For the part of it that maybe I can empathize with some — the ‘wanting to find smart people to hang around with’, maybe a little probably useless advice? If my online-acquaintance judgment is worth anything, you’re at least approximately right about how smart you are. But I think drawing the kind of distinction you do between people who are “merely very smart” and your intellectual peers is going to lead you astray — thinking about whether someone you might make friends with is smart enough, on an absolute scale, that you’re going to enjoy their company is going to be a more forgiving measurement, and one that will leave you with more people to socialize with, than trying to figure out if they’re really as smart as you are.
And I’d think again about grad school too. Bad as everything one hears about it is, the worst-case scenarios I hear about is that people end up in situations that roughly approximate how you’re feeling now. At which point you’re no better, but no worse off. And the potential upside seems significant.
February 2nd, 2008 at 10:56
Megan, LB, thanks.
LB, I think you’re right about judging people I socialize with. But what I was referring to in that “merely very smart” remark was specifically about finding a partner, and about that I’m more conflicted. I’m afraid that with someone much less intelligent than me I wouldn’t be able to avoid feeling at some level like I was settling, and that would basically be poison for a really close, honest relationship.

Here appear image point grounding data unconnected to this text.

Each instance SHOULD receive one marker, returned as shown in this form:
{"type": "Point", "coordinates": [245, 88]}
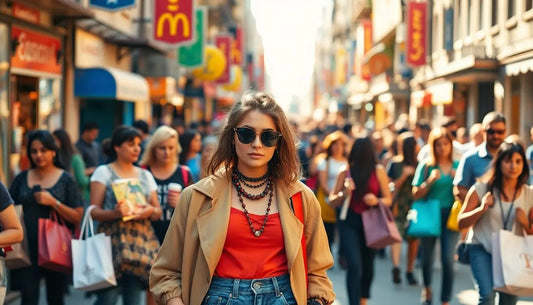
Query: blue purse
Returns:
{"type": "Point", "coordinates": [424, 216]}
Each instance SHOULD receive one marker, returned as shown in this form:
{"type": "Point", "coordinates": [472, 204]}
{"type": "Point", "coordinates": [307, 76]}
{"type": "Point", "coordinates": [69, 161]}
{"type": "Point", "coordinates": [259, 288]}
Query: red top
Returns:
{"type": "Point", "coordinates": [357, 204]}
{"type": "Point", "coordinates": [248, 257]}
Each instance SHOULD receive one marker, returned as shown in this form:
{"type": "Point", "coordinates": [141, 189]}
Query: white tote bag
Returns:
{"type": "Point", "coordinates": [512, 263]}
{"type": "Point", "coordinates": [92, 261]}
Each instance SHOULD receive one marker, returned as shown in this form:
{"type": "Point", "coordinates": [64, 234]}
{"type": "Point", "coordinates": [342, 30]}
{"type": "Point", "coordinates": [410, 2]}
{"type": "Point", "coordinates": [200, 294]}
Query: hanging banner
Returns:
{"type": "Point", "coordinates": [223, 43]}
{"type": "Point", "coordinates": [236, 46]}
{"type": "Point", "coordinates": [192, 56]}
{"type": "Point", "coordinates": [416, 33]}
{"type": "Point", "coordinates": [112, 5]}
{"type": "Point", "coordinates": [173, 21]}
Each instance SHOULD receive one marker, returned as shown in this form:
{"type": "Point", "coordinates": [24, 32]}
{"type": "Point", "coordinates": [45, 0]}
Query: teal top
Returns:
{"type": "Point", "coordinates": [442, 189]}
{"type": "Point", "coordinates": [77, 167]}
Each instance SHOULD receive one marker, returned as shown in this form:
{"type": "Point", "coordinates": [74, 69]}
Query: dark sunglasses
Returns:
{"type": "Point", "coordinates": [494, 131]}
{"type": "Point", "coordinates": [246, 135]}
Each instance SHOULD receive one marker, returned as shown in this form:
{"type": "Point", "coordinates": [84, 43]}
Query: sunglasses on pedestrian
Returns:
{"type": "Point", "coordinates": [246, 135]}
{"type": "Point", "coordinates": [492, 132]}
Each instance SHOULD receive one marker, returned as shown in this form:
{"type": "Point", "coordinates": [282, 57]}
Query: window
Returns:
{"type": "Point", "coordinates": [494, 16]}
{"type": "Point", "coordinates": [510, 8]}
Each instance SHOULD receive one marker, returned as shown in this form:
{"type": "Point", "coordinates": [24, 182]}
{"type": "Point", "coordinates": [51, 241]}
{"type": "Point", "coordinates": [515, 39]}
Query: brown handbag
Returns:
{"type": "Point", "coordinates": [54, 239]}
{"type": "Point", "coordinates": [18, 256]}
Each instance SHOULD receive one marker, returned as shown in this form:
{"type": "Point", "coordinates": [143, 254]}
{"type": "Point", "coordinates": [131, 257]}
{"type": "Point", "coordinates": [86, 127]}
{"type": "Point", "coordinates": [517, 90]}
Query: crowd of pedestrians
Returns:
{"type": "Point", "coordinates": [246, 227]}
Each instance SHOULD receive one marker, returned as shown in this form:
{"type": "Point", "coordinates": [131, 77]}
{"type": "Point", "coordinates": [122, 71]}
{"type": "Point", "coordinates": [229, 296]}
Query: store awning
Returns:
{"type": "Point", "coordinates": [110, 83]}
{"type": "Point", "coordinates": [519, 67]}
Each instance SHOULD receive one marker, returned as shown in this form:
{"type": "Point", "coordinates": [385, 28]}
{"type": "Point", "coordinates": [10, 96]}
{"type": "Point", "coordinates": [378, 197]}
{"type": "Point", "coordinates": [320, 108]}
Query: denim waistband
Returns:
{"type": "Point", "coordinates": [277, 285]}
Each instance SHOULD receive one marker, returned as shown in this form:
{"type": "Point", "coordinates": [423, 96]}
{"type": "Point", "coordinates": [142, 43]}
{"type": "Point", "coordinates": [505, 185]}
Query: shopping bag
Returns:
{"type": "Point", "coordinates": [54, 244]}
{"type": "Point", "coordinates": [92, 262]}
{"type": "Point", "coordinates": [380, 228]}
{"type": "Point", "coordinates": [453, 222]}
{"type": "Point", "coordinates": [512, 263]}
{"type": "Point", "coordinates": [424, 218]}
{"type": "Point", "coordinates": [19, 257]}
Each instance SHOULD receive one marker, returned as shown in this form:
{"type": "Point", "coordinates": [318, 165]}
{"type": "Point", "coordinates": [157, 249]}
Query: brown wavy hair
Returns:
{"type": "Point", "coordinates": [284, 165]}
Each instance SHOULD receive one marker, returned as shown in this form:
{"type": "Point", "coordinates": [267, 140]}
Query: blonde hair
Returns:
{"type": "Point", "coordinates": [161, 134]}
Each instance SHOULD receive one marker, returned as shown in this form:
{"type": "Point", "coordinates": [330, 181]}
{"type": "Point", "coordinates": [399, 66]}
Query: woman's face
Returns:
{"type": "Point", "coordinates": [512, 167]}
{"type": "Point", "coordinates": [254, 156]}
{"type": "Point", "coordinates": [165, 151]}
{"type": "Point", "coordinates": [40, 155]}
{"type": "Point", "coordinates": [443, 148]}
{"type": "Point", "coordinates": [196, 144]}
{"type": "Point", "coordinates": [129, 151]}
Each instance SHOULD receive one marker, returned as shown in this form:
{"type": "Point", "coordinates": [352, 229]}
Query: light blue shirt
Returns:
{"type": "Point", "coordinates": [473, 165]}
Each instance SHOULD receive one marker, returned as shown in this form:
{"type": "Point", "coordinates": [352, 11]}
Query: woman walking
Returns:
{"type": "Point", "coordinates": [491, 205]}
{"type": "Point", "coordinates": [433, 180]}
{"type": "Point", "coordinates": [235, 235]}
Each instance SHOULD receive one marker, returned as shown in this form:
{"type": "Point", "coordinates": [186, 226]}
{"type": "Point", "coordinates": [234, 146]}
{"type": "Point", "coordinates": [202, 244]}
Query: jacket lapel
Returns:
{"type": "Point", "coordinates": [213, 222]}
{"type": "Point", "coordinates": [292, 227]}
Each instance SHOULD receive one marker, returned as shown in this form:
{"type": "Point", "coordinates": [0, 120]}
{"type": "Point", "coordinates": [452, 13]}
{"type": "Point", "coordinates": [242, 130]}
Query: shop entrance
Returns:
{"type": "Point", "coordinates": [24, 116]}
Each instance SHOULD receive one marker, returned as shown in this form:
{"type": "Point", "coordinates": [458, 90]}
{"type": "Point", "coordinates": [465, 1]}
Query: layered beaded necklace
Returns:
{"type": "Point", "coordinates": [238, 178]}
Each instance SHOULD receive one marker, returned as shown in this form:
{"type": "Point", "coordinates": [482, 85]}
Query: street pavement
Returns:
{"type": "Point", "coordinates": [383, 292]}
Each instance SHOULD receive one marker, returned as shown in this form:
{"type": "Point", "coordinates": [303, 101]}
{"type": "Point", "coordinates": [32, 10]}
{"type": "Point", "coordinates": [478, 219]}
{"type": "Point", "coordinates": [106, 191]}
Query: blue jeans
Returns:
{"type": "Point", "coordinates": [359, 257]}
{"type": "Point", "coordinates": [448, 242]}
{"type": "Point", "coordinates": [267, 291]}
{"type": "Point", "coordinates": [129, 286]}
{"type": "Point", "coordinates": [481, 266]}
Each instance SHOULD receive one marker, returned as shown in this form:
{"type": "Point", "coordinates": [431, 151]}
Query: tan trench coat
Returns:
{"type": "Point", "coordinates": [193, 244]}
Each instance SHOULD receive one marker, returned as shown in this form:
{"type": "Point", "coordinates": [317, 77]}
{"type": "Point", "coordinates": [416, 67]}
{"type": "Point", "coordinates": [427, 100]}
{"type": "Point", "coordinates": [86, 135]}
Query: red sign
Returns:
{"type": "Point", "coordinates": [223, 43]}
{"type": "Point", "coordinates": [23, 12]}
{"type": "Point", "coordinates": [35, 51]}
{"type": "Point", "coordinates": [236, 48]}
{"type": "Point", "coordinates": [416, 33]}
{"type": "Point", "coordinates": [173, 22]}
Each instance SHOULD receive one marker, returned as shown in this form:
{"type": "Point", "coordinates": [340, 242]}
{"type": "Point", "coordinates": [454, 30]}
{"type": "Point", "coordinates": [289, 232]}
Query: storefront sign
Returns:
{"type": "Point", "coordinates": [112, 5]}
{"type": "Point", "coordinates": [416, 33]}
{"type": "Point", "coordinates": [192, 56]}
{"type": "Point", "coordinates": [25, 13]}
{"type": "Point", "coordinates": [236, 47]}
{"type": "Point", "coordinates": [173, 21]}
{"type": "Point", "coordinates": [223, 43]}
{"type": "Point", "coordinates": [35, 51]}
{"type": "Point", "coordinates": [90, 50]}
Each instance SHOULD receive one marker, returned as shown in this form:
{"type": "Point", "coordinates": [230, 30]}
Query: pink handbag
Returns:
{"type": "Point", "coordinates": [380, 228]}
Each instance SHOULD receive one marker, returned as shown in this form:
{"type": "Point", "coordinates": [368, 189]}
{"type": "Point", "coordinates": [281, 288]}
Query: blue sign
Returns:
{"type": "Point", "coordinates": [112, 5]}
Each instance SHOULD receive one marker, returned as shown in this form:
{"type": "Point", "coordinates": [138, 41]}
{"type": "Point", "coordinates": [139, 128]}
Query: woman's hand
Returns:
{"type": "Point", "coordinates": [175, 301]}
{"type": "Point", "coordinates": [173, 198]}
{"type": "Point", "coordinates": [434, 176]}
{"type": "Point", "coordinates": [45, 198]}
{"type": "Point", "coordinates": [370, 199]}
{"type": "Point", "coordinates": [524, 221]}
{"type": "Point", "coordinates": [487, 201]}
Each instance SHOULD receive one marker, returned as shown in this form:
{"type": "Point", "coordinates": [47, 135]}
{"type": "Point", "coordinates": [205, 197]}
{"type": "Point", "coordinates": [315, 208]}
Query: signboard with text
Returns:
{"type": "Point", "coordinates": [112, 5]}
{"type": "Point", "coordinates": [35, 51]}
{"type": "Point", "coordinates": [173, 21]}
{"type": "Point", "coordinates": [223, 43]}
{"type": "Point", "coordinates": [192, 56]}
{"type": "Point", "coordinates": [416, 33]}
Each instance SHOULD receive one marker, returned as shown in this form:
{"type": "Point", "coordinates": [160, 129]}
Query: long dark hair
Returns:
{"type": "Point", "coordinates": [285, 163]}
{"type": "Point", "coordinates": [505, 152]}
{"type": "Point", "coordinates": [48, 141]}
{"type": "Point", "coordinates": [185, 143]}
{"type": "Point", "coordinates": [66, 150]}
{"type": "Point", "coordinates": [363, 163]}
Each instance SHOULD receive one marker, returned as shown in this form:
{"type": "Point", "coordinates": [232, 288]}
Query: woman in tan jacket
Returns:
{"type": "Point", "coordinates": [235, 234]}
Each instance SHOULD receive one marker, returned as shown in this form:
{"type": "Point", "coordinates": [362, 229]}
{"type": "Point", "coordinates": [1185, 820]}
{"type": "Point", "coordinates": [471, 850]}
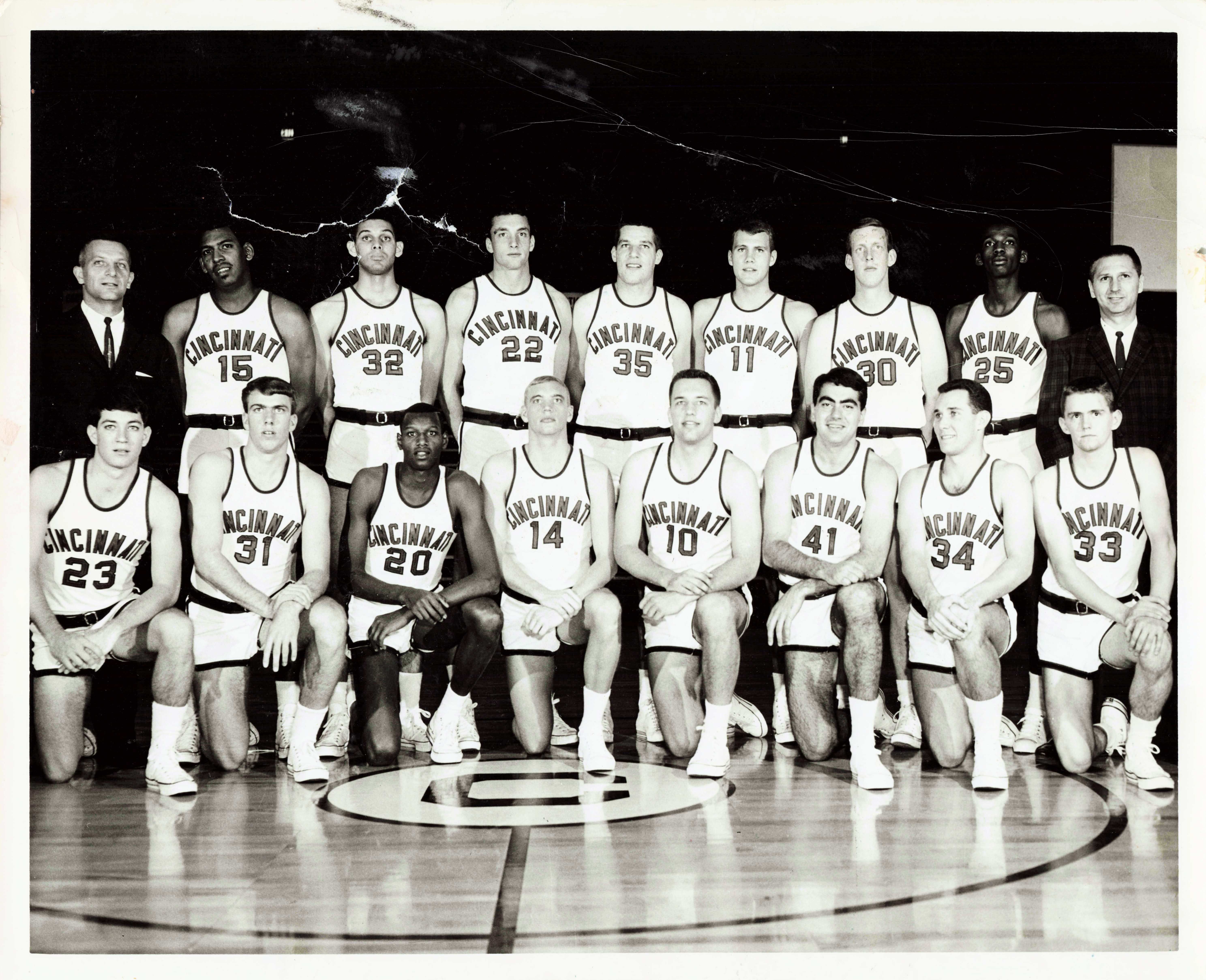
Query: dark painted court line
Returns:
{"type": "Point", "coordinates": [511, 890]}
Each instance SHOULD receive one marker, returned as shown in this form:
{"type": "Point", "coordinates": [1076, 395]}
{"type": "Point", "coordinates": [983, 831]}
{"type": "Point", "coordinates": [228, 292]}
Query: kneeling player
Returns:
{"type": "Point", "coordinates": [403, 520]}
{"type": "Point", "coordinates": [828, 525]}
{"type": "Point", "coordinates": [251, 508]}
{"type": "Point", "coordinates": [91, 521]}
{"type": "Point", "coordinates": [1096, 513]}
{"type": "Point", "coordinates": [699, 509]}
{"type": "Point", "coordinates": [968, 539]}
{"type": "Point", "coordinates": [551, 507]}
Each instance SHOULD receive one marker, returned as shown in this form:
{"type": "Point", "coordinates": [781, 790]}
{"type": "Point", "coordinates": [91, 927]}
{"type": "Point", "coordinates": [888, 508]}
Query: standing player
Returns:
{"type": "Point", "coordinates": [505, 328]}
{"type": "Point", "coordinates": [551, 510]}
{"type": "Point", "coordinates": [253, 506]}
{"type": "Point", "coordinates": [91, 522]}
{"type": "Point", "coordinates": [968, 538]}
{"type": "Point", "coordinates": [1000, 340]}
{"type": "Point", "coordinates": [1097, 512]}
{"type": "Point", "coordinates": [698, 506]}
{"type": "Point", "coordinates": [753, 342]}
{"type": "Point", "coordinates": [896, 347]}
{"type": "Point", "coordinates": [226, 338]}
{"type": "Point", "coordinates": [403, 519]}
{"type": "Point", "coordinates": [828, 525]}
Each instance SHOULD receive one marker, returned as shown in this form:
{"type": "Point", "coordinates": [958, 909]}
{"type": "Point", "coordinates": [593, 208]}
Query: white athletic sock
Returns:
{"type": "Point", "coordinates": [986, 719]}
{"type": "Point", "coordinates": [409, 686]}
{"type": "Point", "coordinates": [166, 725]}
{"type": "Point", "coordinates": [716, 718]}
{"type": "Point", "coordinates": [306, 725]}
{"type": "Point", "coordinates": [1140, 735]}
{"type": "Point", "coordinates": [863, 725]}
{"type": "Point", "coordinates": [594, 703]}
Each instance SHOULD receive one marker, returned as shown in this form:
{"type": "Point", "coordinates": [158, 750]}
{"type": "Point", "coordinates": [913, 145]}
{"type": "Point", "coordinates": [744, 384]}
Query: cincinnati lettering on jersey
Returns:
{"type": "Point", "coordinates": [257, 522]}
{"type": "Point", "coordinates": [530, 509]}
{"type": "Point", "coordinates": [98, 542]}
{"type": "Point", "coordinates": [828, 506]}
{"type": "Point", "coordinates": [876, 340]}
{"type": "Point", "coordinates": [677, 513]}
{"type": "Point", "coordinates": [630, 333]}
{"type": "Point", "coordinates": [987, 342]}
{"type": "Point", "coordinates": [512, 320]}
{"type": "Point", "coordinates": [958, 525]}
{"type": "Point", "coordinates": [1104, 515]}
{"type": "Point", "coordinates": [379, 336]}
{"type": "Point", "coordinates": [748, 333]}
{"type": "Point", "coordinates": [418, 536]}
{"type": "Point", "coordinates": [216, 342]}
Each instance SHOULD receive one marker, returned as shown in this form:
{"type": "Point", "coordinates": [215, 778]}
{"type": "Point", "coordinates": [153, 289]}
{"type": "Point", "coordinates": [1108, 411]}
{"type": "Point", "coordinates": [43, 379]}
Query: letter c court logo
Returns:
{"type": "Point", "coordinates": [518, 794]}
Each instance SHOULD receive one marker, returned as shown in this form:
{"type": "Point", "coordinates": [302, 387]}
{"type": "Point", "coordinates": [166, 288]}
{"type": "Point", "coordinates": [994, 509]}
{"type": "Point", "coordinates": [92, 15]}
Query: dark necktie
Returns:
{"type": "Point", "coordinates": [109, 343]}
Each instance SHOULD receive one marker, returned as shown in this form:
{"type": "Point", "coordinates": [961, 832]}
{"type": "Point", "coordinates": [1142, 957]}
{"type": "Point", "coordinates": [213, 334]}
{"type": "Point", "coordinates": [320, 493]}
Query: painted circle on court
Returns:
{"type": "Point", "coordinates": [518, 794]}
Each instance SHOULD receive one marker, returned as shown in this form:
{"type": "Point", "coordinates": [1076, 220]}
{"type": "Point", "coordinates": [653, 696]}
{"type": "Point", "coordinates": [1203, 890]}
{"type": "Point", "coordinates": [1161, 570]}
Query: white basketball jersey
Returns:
{"type": "Point", "coordinates": [629, 362]}
{"type": "Point", "coordinates": [965, 545]}
{"type": "Point", "coordinates": [551, 520]}
{"type": "Point", "coordinates": [225, 351]}
{"type": "Point", "coordinates": [407, 545]}
{"type": "Point", "coordinates": [828, 508]}
{"type": "Point", "coordinates": [377, 356]}
{"type": "Point", "coordinates": [753, 355]}
{"type": "Point", "coordinates": [688, 522]}
{"type": "Point", "coordinates": [261, 529]}
{"type": "Point", "coordinates": [1106, 527]}
{"type": "Point", "coordinates": [92, 553]}
{"type": "Point", "coordinates": [883, 348]}
{"type": "Point", "coordinates": [509, 340]}
{"type": "Point", "coordinates": [1006, 356]}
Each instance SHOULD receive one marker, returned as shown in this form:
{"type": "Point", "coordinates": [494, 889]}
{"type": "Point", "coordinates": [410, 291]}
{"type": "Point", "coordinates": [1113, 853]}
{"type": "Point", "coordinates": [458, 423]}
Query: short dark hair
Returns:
{"type": "Point", "coordinates": [977, 395]}
{"type": "Point", "coordinates": [753, 227]}
{"type": "Point", "coordinates": [271, 385]}
{"type": "Point", "coordinates": [846, 379]}
{"type": "Point", "coordinates": [1117, 250]}
{"type": "Point", "coordinates": [869, 224]}
{"type": "Point", "coordinates": [120, 398]}
{"type": "Point", "coordinates": [688, 374]}
{"type": "Point", "coordinates": [423, 408]}
{"type": "Point", "coordinates": [1087, 385]}
{"type": "Point", "coordinates": [638, 222]}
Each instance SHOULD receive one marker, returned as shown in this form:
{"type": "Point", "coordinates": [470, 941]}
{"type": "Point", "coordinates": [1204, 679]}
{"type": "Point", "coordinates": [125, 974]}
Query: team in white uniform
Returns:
{"type": "Point", "coordinates": [1097, 512]}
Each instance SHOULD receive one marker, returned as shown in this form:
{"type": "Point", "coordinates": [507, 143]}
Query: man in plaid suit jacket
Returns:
{"type": "Point", "coordinates": [1146, 387]}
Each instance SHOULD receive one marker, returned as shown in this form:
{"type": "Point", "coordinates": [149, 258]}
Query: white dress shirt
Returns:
{"type": "Point", "coordinates": [97, 321]}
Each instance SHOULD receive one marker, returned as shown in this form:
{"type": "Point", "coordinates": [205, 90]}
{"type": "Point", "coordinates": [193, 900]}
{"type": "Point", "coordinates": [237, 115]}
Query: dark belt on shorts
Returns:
{"type": "Point", "coordinates": [887, 432]}
{"type": "Point", "coordinates": [214, 421]}
{"type": "Point", "coordinates": [85, 619]}
{"type": "Point", "coordinates": [499, 420]}
{"type": "Point", "coordinates": [754, 421]}
{"type": "Point", "coordinates": [362, 418]}
{"type": "Point", "coordinates": [1009, 426]}
{"type": "Point", "coordinates": [212, 602]}
{"type": "Point", "coordinates": [624, 436]}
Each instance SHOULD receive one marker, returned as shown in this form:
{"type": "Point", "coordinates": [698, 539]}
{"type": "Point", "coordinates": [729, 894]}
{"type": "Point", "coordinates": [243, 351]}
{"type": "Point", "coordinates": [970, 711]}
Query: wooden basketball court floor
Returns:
{"type": "Point", "coordinates": [506, 854]}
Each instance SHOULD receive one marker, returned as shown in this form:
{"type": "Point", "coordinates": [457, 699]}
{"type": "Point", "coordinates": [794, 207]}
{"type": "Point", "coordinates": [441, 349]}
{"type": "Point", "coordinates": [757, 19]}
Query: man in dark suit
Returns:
{"type": "Point", "coordinates": [91, 349]}
{"type": "Point", "coordinates": [1139, 363]}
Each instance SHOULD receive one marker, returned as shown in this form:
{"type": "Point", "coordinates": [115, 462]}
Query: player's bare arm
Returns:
{"type": "Point", "coordinates": [297, 334]}
{"type": "Point", "coordinates": [431, 316]}
{"type": "Point", "coordinates": [325, 320]}
{"type": "Point", "coordinates": [458, 313]}
{"type": "Point", "coordinates": [177, 325]}
{"type": "Point", "coordinates": [704, 311]}
{"type": "Point", "coordinates": [934, 361]}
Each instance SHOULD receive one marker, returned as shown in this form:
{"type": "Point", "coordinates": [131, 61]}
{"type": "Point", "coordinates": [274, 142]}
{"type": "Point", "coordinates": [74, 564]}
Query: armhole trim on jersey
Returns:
{"type": "Point", "coordinates": [64, 495]}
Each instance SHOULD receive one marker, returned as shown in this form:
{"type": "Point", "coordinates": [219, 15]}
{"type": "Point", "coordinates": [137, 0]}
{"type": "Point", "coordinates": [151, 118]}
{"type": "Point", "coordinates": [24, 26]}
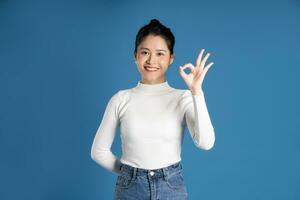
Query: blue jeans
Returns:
{"type": "Point", "coordinates": [142, 184]}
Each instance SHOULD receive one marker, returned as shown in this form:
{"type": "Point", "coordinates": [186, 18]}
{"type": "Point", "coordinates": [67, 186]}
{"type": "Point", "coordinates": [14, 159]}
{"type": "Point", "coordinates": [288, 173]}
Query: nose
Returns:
{"type": "Point", "coordinates": [151, 59]}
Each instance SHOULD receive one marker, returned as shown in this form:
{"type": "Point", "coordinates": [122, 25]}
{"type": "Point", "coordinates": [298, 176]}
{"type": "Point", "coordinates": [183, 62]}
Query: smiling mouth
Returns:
{"type": "Point", "coordinates": [151, 69]}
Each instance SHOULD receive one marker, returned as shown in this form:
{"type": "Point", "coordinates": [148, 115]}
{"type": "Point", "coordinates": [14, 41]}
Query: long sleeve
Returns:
{"type": "Point", "coordinates": [198, 120]}
{"type": "Point", "coordinates": [101, 147]}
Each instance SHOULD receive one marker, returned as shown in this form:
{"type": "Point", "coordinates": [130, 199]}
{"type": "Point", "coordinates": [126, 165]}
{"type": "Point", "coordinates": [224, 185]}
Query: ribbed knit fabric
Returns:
{"type": "Point", "coordinates": [152, 119]}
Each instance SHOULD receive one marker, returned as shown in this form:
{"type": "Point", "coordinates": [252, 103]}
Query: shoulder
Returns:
{"type": "Point", "coordinates": [121, 95]}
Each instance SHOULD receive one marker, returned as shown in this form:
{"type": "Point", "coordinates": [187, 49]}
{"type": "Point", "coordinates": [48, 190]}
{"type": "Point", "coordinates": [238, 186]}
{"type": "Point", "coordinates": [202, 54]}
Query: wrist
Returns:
{"type": "Point", "coordinates": [196, 91]}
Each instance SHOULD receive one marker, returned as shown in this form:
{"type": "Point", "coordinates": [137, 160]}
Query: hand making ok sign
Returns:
{"type": "Point", "coordinates": [195, 78]}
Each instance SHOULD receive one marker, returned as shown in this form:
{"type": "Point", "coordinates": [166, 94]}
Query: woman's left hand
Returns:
{"type": "Point", "coordinates": [195, 78]}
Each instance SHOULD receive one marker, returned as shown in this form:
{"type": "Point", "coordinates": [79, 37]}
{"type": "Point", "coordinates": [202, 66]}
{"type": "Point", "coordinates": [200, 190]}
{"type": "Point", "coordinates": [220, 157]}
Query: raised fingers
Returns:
{"type": "Point", "coordinates": [204, 60]}
{"type": "Point", "coordinates": [198, 61]}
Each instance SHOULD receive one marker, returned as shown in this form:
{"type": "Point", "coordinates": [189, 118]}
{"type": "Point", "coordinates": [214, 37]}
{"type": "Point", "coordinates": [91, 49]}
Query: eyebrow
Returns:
{"type": "Point", "coordinates": [156, 49]}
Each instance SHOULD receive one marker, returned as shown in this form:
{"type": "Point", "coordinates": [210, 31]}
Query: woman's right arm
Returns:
{"type": "Point", "coordinates": [101, 147]}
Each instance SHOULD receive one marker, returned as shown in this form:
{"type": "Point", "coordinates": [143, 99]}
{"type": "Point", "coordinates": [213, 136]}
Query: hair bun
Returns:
{"type": "Point", "coordinates": [154, 22]}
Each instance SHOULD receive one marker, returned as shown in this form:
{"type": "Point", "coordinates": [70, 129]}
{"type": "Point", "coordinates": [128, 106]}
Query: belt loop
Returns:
{"type": "Point", "coordinates": [165, 173]}
{"type": "Point", "coordinates": [134, 173]}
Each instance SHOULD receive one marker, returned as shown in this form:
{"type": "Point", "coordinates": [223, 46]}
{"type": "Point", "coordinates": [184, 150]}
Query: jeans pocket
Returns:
{"type": "Point", "coordinates": [175, 181]}
{"type": "Point", "coordinates": [124, 180]}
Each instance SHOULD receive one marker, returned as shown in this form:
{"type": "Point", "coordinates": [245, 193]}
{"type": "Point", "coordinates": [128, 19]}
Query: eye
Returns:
{"type": "Point", "coordinates": [144, 52]}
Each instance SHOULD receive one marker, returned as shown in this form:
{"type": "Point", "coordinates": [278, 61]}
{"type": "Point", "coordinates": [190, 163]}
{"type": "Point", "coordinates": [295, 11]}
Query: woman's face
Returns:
{"type": "Point", "coordinates": [152, 59]}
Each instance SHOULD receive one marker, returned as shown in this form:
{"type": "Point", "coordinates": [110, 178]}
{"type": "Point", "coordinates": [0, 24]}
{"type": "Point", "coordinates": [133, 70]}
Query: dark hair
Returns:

On the other hand, if I could get to the point where I really didn’t think it was settling, where I were able to respect and admire the person for other qualities, then I’d probably have a much bigger dating pool. And it seems like the latter attitude is more healthy anyway, but maybe the only way to adopt it would be in a fake, self-righteous way, and that would be even worse.
March 6th, 2008 at 16:19
Hey hey. Are things still so bad? I worry about you.
March 6th, 2008 at 16:32
Depression’s a little less bad. Still feeling suicidal, though. Medications switching around. I took a leave of absence from my job because I couldn’t do it anymore, couldn’t focus on it. Tried group therapy, didn’t get anything from it. Nowadays just hanging around the house.
March 8th, 2008 at 13:24
Jesus, hon. That doesn’t sound good.
Shit. I have nothing to offer that you can’t think of yourself, but I want you to be better.